The girls and I then loaded up again and drove less than 10 miles away to Knob Creek to see Lincoln’s boyhood home. The family leased land there while their land dispute was being resolved. Lincoln often spoke of childhood memories from his time at Knob Creek, which included his best childhood friend, Austin Gollaher. The latter once rescued the future president from certain drowning in the swollen rainwaters of Knob Creek.

It’s actually Gollaher’s log cabin, which is believed to be identical to the one Lincoln lived in, that survived and was moved to the land Lincoln lived on. Lincoln’s cabin had fallen into disrepair and was eventually used as a farm outbuilding for pigs before being dismantled decades after he’d lived in it. But the site is special nonetheless and the girls got to walk in Lincoln’s footsteps and play in the very same Knob Creek he nearly drowned in.

We also saw the site, two miles away, where Lincoln had the only formal schooling of his childhood.

Lincoln’s family eventually lost the land dispute, by the way, and when a similar one threatened the Knob Creek land they were leasing, the family and several others packed up and moved to Indiana to take advantage of a new, kinder homestead law that didn’t favor previous owners as did Kentucky’s at the time. Lincoln was almost eight years old. It is said that Lincoln diligently watched what his family went through with the dispute and the lawyers and that’s what piqued his own interest in law and public service.

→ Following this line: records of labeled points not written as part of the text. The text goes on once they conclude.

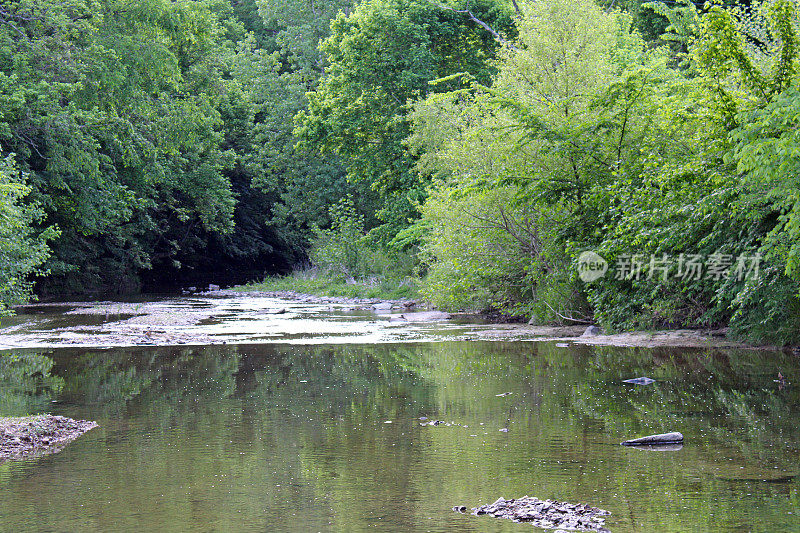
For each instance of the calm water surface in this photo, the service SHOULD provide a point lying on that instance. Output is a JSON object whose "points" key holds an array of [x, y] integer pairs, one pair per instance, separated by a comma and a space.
{"points": [[329, 438]]}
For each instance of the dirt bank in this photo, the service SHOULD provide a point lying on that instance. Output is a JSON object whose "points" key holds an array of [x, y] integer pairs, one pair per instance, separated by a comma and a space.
{"points": [[38, 435], [232, 317]]}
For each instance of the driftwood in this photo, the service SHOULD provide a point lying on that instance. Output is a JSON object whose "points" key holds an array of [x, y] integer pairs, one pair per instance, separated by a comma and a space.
{"points": [[654, 440]]}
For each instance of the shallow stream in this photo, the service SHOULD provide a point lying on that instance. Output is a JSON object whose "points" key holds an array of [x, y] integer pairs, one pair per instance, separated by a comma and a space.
{"points": [[278, 437]]}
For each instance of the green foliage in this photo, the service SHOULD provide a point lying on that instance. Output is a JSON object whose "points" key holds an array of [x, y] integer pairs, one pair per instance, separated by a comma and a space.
{"points": [[23, 249], [313, 282], [380, 56], [346, 253]]}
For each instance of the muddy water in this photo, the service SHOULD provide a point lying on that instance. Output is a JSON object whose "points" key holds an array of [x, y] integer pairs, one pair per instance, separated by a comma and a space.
{"points": [[329, 438]]}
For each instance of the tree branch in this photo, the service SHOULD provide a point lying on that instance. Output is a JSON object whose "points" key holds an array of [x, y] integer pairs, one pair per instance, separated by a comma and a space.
{"points": [[479, 22]]}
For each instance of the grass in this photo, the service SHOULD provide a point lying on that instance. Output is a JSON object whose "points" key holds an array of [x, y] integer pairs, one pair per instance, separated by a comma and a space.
{"points": [[311, 282]]}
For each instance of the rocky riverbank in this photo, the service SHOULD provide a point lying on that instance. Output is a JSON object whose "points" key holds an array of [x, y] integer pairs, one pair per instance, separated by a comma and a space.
{"points": [[38, 435], [237, 317]]}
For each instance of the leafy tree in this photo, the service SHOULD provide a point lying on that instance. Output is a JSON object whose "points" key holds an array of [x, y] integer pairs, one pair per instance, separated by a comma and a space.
{"points": [[382, 55], [23, 249]]}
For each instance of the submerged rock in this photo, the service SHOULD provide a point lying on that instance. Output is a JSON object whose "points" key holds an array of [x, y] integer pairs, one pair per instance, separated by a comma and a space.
{"points": [[652, 440], [640, 381], [546, 514], [591, 331]]}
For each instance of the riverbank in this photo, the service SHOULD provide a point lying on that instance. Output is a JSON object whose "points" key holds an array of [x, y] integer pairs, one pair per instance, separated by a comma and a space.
{"points": [[38, 435], [309, 284], [258, 317]]}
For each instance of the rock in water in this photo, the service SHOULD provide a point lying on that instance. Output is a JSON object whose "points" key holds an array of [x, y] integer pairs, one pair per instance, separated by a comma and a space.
{"points": [[591, 331], [640, 381], [652, 440], [547, 514]]}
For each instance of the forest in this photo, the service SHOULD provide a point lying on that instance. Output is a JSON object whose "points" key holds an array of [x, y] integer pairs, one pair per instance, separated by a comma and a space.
{"points": [[634, 165]]}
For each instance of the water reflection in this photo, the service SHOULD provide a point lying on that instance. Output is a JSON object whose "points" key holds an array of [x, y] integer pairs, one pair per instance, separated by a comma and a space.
{"points": [[328, 438]]}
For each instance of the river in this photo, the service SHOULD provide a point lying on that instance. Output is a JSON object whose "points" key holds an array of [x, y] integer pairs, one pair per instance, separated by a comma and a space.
{"points": [[324, 436]]}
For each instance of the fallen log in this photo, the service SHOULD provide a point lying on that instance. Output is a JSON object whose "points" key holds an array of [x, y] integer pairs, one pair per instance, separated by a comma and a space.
{"points": [[652, 440]]}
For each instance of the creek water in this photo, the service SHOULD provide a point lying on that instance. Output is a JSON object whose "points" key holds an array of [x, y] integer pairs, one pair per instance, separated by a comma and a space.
{"points": [[278, 437]]}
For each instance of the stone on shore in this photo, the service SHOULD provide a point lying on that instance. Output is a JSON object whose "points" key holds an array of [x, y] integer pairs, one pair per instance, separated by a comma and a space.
{"points": [[591, 331], [38, 435]]}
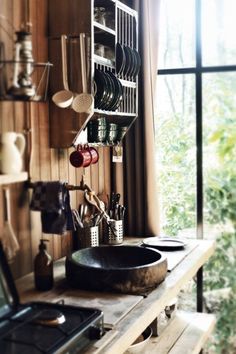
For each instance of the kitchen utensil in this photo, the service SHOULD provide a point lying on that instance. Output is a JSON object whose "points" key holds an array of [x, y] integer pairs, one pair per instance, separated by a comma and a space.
{"points": [[111, 133], [3, 76], [23, 87], [77, 218], [8, 237], [138, 347], [103, 90], [13, 146], [138, 62], [94, 155], [126, 269], [164, 244], [83, 103], [64, 97]]}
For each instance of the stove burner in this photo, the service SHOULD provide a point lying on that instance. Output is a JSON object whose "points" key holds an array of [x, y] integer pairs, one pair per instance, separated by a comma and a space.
{"points": [[50, 317]]}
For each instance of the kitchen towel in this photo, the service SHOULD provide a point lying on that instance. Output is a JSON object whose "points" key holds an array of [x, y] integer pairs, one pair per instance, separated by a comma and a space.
{"points": [[53, 200]]}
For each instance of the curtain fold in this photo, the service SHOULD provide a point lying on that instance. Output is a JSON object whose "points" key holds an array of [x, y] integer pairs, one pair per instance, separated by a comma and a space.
{"points": [[140, 185]]}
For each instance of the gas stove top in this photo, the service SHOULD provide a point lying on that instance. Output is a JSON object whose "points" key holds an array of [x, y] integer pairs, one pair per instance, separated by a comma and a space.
{"points": [[42, 327]]}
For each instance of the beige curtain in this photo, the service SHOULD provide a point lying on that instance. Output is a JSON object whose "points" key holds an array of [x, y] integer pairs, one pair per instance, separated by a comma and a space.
{"points": [[140, 178]]}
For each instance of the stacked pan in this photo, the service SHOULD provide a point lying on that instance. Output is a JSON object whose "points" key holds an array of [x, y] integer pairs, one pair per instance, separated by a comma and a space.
{"points": [[108, 90], [128, 61]]}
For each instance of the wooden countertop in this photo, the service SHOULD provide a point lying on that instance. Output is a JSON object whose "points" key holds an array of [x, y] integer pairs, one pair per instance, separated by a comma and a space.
{"points": [[126, 315]]}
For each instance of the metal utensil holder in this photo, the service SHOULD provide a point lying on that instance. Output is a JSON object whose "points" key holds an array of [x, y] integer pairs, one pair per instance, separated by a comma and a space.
{"points": [[88, 237], [115, 236]]}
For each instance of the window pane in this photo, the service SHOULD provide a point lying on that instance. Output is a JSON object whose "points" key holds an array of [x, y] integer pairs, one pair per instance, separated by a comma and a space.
{"points": [[176, 152], [219, 99], [177, 42], [218, 32]]}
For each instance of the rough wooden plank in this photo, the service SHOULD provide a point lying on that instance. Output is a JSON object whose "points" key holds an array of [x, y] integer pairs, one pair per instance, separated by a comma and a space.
{"points": [[130, 327], [195, 335]]}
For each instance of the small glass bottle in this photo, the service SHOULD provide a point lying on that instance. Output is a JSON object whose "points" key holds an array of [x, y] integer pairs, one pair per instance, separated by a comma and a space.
{"points": [[43, 268]]}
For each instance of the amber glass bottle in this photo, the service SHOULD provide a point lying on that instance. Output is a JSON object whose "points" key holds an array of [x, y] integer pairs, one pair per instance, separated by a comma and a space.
{"points": [[43, 268]]}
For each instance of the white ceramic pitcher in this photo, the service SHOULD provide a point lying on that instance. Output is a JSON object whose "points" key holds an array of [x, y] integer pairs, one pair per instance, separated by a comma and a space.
{"points": [[13, 146]]}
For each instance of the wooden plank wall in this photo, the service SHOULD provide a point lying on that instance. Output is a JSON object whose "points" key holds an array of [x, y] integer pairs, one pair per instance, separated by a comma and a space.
{"points": [[42, 162]]}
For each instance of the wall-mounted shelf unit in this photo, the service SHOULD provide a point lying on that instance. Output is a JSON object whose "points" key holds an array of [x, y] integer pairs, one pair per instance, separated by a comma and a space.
{"points": [[118, 24], [16, 178]]}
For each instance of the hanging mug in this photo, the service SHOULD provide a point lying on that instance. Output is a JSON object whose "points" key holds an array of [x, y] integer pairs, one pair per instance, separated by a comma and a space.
{"points": [[81, 157], [13, 146]]}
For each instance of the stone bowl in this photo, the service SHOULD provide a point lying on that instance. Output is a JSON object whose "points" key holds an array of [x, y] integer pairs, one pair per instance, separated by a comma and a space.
{"points": [[124, 269]]}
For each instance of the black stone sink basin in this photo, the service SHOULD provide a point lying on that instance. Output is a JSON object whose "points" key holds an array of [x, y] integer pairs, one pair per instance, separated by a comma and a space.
{"points": [[125, 269]]}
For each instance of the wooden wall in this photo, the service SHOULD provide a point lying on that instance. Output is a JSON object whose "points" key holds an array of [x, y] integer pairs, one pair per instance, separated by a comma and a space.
{"points": [[42, 162]]}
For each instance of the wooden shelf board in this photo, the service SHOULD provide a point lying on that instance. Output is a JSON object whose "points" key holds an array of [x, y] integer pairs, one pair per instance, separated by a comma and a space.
{"points": [[186, 333], [19, 177]]}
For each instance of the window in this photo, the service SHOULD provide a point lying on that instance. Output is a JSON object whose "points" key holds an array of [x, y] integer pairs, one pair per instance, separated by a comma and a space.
{"points": [[195, 134]]}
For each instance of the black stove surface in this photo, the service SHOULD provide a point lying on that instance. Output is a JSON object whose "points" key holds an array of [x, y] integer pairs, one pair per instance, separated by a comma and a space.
{"points": [[21, 333]]}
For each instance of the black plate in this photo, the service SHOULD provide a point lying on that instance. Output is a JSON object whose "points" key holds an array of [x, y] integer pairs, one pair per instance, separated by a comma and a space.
{"points": [[111, 90], [120, 59], [102, 89], [138, 61], [164, 244]]}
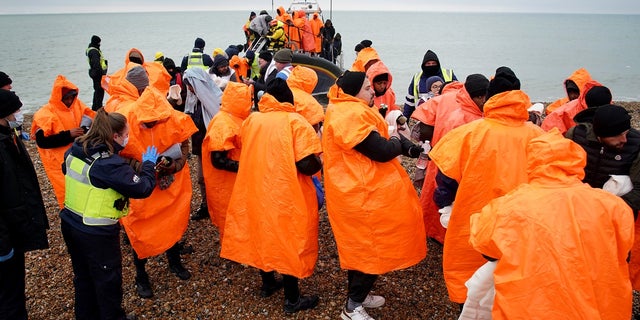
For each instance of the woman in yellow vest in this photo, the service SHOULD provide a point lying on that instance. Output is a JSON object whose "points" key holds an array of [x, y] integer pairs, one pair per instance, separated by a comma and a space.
{"points": [[99, 184], [55, 126]]}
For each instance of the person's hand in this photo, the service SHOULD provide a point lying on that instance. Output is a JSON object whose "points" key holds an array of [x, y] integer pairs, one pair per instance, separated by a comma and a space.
{"points": [[76, 132], [150, 155], [165, 165]]}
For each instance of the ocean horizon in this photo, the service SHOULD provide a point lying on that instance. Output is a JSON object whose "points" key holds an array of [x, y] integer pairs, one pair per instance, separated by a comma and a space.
{"points": [[542, 49]]}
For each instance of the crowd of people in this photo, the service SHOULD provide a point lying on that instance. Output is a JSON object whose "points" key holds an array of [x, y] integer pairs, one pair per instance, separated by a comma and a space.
{"points": [[545, 200]]}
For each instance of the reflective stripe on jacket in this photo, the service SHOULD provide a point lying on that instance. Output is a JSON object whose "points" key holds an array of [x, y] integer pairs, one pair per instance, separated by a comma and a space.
{"points": [[96, 206]]}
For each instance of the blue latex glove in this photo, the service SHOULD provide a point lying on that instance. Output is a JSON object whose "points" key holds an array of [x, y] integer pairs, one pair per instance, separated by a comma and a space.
{"points": [[7, 256], [151, 154]]}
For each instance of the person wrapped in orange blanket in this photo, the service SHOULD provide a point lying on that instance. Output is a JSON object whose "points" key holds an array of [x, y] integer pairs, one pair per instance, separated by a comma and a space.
{"points": [[272, 218], [56, 125], [561, 246]]}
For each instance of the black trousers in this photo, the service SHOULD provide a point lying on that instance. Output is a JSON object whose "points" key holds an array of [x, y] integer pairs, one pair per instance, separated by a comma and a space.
{"points": [[12, 297], [360, 284], [98, 94], [97, 269], [289, 284]]}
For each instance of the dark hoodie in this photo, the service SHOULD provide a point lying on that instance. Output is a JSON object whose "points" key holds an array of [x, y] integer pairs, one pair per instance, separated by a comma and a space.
{"points": [[430, 70]]}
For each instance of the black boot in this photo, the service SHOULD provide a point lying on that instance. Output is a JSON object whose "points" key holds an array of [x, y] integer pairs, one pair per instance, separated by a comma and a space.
{"points": [[202, 213], [143, 286], [175, 265]]}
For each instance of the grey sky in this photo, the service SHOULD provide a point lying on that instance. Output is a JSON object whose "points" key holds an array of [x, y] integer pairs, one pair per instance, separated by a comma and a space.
{"points": [[544, 6]]}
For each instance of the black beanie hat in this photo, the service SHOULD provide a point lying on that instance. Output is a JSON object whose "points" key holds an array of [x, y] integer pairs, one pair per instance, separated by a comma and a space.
{"points": [[4, 79], [265, 55], [381, 77], [611, 120], [351, 82], [199, 43], [9, 103], [504, 80], [476, 85], [597, 96], [279, 89]]}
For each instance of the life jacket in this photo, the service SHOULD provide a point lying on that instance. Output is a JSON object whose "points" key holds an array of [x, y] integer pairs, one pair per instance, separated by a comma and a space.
{"points": [[96, 206], [103, 62], [195, 60]]}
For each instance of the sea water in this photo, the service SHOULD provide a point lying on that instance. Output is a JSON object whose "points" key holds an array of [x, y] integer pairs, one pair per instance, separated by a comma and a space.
{"points": [[542, 49]]}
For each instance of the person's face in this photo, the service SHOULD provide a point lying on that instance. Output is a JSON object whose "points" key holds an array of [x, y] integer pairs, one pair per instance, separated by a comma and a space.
{"points": [[380, 86], [435, 87], [572, 95], [430, 63], [366, 92], [615, 142], [68, 100], [223, 69], [280, 65], [120, 137], [262, 63]]}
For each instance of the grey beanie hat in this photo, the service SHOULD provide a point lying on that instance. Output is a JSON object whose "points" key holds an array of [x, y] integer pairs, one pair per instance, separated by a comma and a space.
{"points": [[138, 77]]}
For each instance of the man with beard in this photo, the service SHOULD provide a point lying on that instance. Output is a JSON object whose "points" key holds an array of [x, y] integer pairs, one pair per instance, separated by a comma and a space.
{"points": [[430, 67]]}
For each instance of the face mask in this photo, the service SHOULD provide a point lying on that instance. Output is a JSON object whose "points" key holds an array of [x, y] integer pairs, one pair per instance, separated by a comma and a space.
{"points": [[18, 122]]}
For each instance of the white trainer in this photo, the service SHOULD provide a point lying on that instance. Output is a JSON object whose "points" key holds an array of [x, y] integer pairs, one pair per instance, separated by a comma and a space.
{"points": [[372, 301], [357, 314]]}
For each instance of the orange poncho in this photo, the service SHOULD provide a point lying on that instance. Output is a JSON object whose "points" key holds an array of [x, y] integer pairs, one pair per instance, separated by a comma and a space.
{"points": [[373, 208], [122, 93], [487, 158], [272, 219], [159, 78], [389, 97], [223, 135], [562, 118], [316, 26], [302, 81], [561, 245], [156, 223], [53, 118], [580, 77]]}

By this time, I had tired girls and two fell asleep in the car (not a regular thing for them). As the remaining girl enjoyed having her Mom all to herself and talked my ear off, I took a quick detour off the main road back to Bardstown to get a glimpse of Trappist, Kentucky, and the mysterious Abbey of Gethsemani. This unusual monastery rises up majestically in the middle of nowhere and is quite the curiosity. It was founded in 1848 by a strict order of French monks who favor labor, prayer, and silence. But here’s the crazy thing: they support themselves by shipping their world-famous bourbon fudge, bourbon fruitcake, and cheese all over the globe via the internet! I don’t know why that cracks me up, but it does. Somehow the combination of silent monks, bourbon-laced fudge, and e-commerce sounds something like the beginning of a goofy joke.